Em 1985, a conjuntura política no Líbano ainda era a da Guerra Civil, que havia começado em 13 de abril de 1975, e terminaria (formalmente, isto é) apenas em 13 de outubro de 1990. Aliás, como toda guerra “civil” na época do imperialismo, a guerra no Líbano era, na verdade, uma guerra de agressão impulsionada pelo imperialismo norte-americano, francês e também por “Israel”. O objetivo dessa guerra era tanto sufocar o crescente movimento nacionalista que existia em meio ao povo libanês, quanto esmagar a resistência palestina.
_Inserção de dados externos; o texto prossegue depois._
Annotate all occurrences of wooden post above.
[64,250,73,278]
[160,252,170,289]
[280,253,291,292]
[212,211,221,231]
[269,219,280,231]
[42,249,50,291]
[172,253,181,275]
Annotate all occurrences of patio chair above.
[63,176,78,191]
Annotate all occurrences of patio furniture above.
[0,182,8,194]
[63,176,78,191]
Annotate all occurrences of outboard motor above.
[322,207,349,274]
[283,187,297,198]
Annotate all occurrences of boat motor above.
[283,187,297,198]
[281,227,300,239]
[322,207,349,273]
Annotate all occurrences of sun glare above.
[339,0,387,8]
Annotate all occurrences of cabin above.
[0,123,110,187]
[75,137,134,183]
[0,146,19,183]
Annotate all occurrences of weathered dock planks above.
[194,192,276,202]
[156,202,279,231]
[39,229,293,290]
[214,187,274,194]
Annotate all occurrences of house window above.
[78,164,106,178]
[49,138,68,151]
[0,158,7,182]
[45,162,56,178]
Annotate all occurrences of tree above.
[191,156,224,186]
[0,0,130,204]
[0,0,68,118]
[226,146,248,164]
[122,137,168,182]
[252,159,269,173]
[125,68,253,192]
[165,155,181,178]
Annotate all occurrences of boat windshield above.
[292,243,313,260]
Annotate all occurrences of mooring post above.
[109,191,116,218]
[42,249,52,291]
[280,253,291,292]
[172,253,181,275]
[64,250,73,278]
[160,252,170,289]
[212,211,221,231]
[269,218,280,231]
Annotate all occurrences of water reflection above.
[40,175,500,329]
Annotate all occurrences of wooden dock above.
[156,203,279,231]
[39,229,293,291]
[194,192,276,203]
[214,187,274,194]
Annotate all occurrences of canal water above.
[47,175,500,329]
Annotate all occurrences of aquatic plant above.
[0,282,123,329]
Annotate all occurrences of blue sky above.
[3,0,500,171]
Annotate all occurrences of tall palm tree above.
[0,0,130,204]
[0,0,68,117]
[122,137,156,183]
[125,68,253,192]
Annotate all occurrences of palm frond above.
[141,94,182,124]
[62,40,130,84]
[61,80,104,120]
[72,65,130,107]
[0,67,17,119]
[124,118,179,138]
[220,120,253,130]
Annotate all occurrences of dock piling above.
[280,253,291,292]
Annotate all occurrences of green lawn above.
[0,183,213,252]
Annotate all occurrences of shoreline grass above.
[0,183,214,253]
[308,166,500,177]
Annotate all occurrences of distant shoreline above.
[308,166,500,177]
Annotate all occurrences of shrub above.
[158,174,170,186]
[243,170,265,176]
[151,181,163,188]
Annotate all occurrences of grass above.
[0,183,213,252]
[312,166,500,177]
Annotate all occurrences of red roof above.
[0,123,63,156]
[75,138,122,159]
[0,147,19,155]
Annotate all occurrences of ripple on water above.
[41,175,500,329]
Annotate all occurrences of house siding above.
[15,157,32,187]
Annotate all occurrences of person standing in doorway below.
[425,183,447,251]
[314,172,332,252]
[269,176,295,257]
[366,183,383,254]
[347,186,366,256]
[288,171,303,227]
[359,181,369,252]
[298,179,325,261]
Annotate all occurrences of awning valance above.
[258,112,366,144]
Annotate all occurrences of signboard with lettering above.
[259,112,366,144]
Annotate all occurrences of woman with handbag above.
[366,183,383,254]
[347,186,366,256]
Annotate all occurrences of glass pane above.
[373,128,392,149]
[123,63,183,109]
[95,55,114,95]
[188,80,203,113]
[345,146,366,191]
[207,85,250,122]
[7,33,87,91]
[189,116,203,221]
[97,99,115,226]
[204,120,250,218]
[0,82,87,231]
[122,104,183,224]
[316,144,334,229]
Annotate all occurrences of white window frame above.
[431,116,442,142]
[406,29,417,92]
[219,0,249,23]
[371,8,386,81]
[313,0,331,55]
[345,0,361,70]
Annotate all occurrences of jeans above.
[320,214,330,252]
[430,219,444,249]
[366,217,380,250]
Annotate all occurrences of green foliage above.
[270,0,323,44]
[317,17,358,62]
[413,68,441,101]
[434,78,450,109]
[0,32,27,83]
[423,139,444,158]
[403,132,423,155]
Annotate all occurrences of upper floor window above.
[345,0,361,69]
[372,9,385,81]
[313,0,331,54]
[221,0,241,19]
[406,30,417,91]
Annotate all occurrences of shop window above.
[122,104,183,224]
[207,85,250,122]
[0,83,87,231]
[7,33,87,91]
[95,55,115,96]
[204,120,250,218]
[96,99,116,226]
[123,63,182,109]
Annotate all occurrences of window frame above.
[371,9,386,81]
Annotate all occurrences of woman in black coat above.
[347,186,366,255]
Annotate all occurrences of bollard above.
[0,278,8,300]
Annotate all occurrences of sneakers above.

Relembrando o que já foi publicado neste Diário, entre setembro de 1970 e julho de 1971, o Fatá (partido que liderava a resistência palestina) e a OLP (coalizão das organizações da resistência) foram expulsos da Jordânia pela monarquia reacionária do Rei Hussein bin Talal, a mando do imperialismo; evento que ficou conhecido como Setembro Negro, e que forçou a resistência a se estabelecer no Líbano:
Setembro Negro: quando imperialismo expulsou a OLP para o Líbano
Com o objetivo de destruir a resistência palestina de uma vez por todas, o imperialismo e “Israel” deram início à Guerra “Civil” do Líbano, utilizando-se das milícias fascistas dos cristãos maronitas para atacar os palestinos e libaneses. Milhares foram assassinados e inúmeros episódios da mais abjeta violência fascista, como, por exemplo, os massacres de Sabra e Chatila e o Cerco a Beirute, ocorreram:
Essa agressão forçou o povo libanês a reagir, organizando sua própria defesa. O Hesbolá se desenvolveu nesse processo, a partir do ano de 1981. E, quando chega 1985, ano da publicação de seu manifesto, o partido já era o resultado de uma ampla luta popular contra o imperialismo e o sionismo, luta esta impulsionada pela situação revolucionária no Irã e que só foi possível de ser levada adiante com união de diversas organizações de luta do povo libanês, tais como a Organização Jiade Islâmica, a Organização dos Oprimidos na Terra e a Organização da Justiça Revolucionária.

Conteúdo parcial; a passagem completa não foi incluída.